No era de extrañar. En una de sus poesías satíricas había acusado al príncipe regente de practicar el incesto con su propia hija, y aquella acusación le había costado once meses de prisión en la Bastilla. Y en 1726 fue encarcelado de nuevo por desafiar a duelo al duque de Rohan. No le faltaban motivos: los criados del duque, por lo visto, le habían propinado una paliza.
Ciencia en el castillo
Finalmente, con tal de salir de la Bastilla, pidió exiliarse y su petición fue atendida. Fue una decisión providencial. Con apenas 32 años, el joven Voltaire se encontró de nuevo libre, y en Inglaterra. Era el año en que Jonathan Swift publicaba Los viajes de Gulliver, y Newton aún vivía. Allí conoció la física de Newton y allí leyó los textos del adalid de los derechos individuales: el gran John Locke.
Pero, a su regreso, el joven –que todos conocemos hoy como ‘Voltaire’– volvió a las andadas. Tras publicar sus Cartas filosóficas, que fueron quemadas en público siete meses más tarde, comprendió que los poderosos, una vez más, iban a por él. De modo que decidió refugiarse durante una temporada en el castillo de su amante, Émilie du Châtelet.
La joven Émilie (otro día hablaré más de ella) no era una amante cualquiera. Era una mujer extraordinariamente inteligente que había despertado la pasión de Voltaire desde el primer pestañeo. Hablaba cuatro idiomas, había estudiado álgebra y astronomía, tocaba el arpa e incluso había hecho sus pinitos como actriz. El entusiasmo de Voltaire por la física de Newton, que había descubierto en Inglaterra, contagió a Émilie, y la pareja decidió aprovechar el retiro para dedicarse más en serio a la ciencia.
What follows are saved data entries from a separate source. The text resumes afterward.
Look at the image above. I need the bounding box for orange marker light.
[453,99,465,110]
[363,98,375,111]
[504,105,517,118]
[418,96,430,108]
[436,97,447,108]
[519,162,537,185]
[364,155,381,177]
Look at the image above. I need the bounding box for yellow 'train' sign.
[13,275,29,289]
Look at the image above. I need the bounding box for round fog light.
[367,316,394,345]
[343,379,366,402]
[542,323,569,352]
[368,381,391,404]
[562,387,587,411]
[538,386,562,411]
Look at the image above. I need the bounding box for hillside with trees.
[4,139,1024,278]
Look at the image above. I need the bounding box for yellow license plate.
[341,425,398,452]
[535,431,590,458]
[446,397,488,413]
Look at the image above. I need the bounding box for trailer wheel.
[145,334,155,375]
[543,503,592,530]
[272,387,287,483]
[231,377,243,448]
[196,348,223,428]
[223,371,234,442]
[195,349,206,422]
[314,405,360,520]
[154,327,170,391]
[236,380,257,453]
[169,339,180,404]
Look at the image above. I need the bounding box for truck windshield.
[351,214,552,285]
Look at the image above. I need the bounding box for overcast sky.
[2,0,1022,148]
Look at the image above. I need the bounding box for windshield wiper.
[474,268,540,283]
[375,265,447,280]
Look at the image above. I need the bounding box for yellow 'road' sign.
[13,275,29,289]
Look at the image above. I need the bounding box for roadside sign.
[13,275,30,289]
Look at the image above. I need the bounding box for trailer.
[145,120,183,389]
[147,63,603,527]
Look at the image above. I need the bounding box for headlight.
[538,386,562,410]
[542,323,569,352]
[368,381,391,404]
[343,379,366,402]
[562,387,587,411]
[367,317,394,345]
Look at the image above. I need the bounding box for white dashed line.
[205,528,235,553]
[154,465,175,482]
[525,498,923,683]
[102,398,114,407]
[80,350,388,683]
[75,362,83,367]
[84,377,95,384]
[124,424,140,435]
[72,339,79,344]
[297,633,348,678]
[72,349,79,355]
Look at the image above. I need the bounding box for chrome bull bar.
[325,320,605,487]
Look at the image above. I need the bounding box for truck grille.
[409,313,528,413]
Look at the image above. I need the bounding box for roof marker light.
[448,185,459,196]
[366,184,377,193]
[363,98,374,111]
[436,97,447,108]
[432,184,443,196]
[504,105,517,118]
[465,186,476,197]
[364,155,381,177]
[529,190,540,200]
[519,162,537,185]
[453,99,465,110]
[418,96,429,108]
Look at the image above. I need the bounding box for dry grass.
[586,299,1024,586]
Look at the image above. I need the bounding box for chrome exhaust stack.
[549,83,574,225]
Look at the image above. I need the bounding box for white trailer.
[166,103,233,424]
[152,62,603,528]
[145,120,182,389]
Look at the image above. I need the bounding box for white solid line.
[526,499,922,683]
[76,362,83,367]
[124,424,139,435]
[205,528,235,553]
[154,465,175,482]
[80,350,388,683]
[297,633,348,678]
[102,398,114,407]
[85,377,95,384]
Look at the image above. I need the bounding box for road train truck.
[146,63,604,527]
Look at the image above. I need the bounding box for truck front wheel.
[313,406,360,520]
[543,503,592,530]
Voltaire renovó las dependencias del castillo, instaló en él una nutrida biblioteca y habilitó un laboratorio. El interés de ambos por la física era más bien teórico pero, aún así, hicieron algunos experimentos de óptica e investigaron la naturaleza del fuego.
La caída de la manzana
Inevitablemente, llegaron también a la biblioteca los textos de Leibniz, el gran competidor de Newton por aquellos tiempos. A Émilie le parecieron convincentes algunos argumentos del alemán, pero Voltaire se mantuvo en sus trece y terminó exponiendo sus conocimientos sobre el tema en un libro de divulgación: los Elementos de la filosofía de Newton. Aquel libro acrecentó aún más su fama y dio a conocer la nueva física en todo el continente europeo.
Por cierto, fue Voltaire quien divulgó la anécdota de la manzana cayendo del árbol, que él mismo había oido relatar en Inglaterra a la hermana de Newton (la sobrina, según otros autores).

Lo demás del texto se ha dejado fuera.